Lens, Pas-de-Calais, France
The new branch of the Louvre couldn't be more different from the museum's iconic Paris home. The 300,000-square-foot building, in the city of Lens, France, sprawls across a brownfield site without a single capital or caryatid (or even anything as ornate as I.M. Pei's glass pyramid) thanks to its lead designers, the Tokyo-based Pritzker Prize-winners SANAA. The new building, called the Louvre-Lens, consists of five large boxes, attached corner to corner rather than stacked as at SANAA's New Museum of Contemporary Art in Manhattan. The curtain walls are largely aluminum, in a reflective finish that turns the building, one visitor reported, into a "metallic cloud" (amidst a mounded garden by Paris landscape designer Catherine Mosbach).
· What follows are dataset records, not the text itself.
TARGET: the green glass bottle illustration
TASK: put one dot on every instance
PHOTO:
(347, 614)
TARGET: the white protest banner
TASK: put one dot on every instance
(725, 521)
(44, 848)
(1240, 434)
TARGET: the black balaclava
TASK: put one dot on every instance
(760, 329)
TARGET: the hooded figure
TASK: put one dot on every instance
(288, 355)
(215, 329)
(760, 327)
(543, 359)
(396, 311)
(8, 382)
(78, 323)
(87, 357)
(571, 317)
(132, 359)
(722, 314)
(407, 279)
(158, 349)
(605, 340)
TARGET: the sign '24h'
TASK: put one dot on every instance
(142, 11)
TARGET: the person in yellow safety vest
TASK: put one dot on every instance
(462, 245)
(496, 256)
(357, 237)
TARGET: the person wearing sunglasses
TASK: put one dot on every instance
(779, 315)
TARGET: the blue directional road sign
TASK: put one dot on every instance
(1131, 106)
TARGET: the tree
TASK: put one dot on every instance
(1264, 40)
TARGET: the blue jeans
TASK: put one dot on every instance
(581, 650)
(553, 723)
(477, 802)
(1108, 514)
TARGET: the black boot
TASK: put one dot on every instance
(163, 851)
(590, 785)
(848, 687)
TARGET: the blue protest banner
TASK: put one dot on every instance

The building, which officially opens next week, is the product of several competitions. First, half a dozen French cities competed for the cultural and economic plum—the first the branch of the Louvre outside Paris, meant to ease crowding at the "main" museum and help revive a struggling city. Lens, scarred by both war and coal mines, was selected in 2004. Then came the architectural competition, which resulted in the choice of SANAA and the Manhattan firm Imrey Culbert. (Imrey Culbert, which specializes in exhibition design and has formed teams for other museum competitions, eventually sold its portion of the contract to a French exhibition designer, Adrien Gardère, a result that principal Celia Imrey describes as bittersweet.) But Imrey will be celebrating the opening, along with SANAA principals Kazuyo Sejima and Ryue Nishizawa, whose building bears a strong resemblance to their 21st Century Museum of Contemporary Art in Kanazawa, Japan, and their Glass Pavilion in Toledo, Ohio, both often hailed as masterpieces. Thousands of works from the Louvre's core collection will rotate through the new building, which will also be the site of museological experimentation not easily accommodated by the Louvre itself.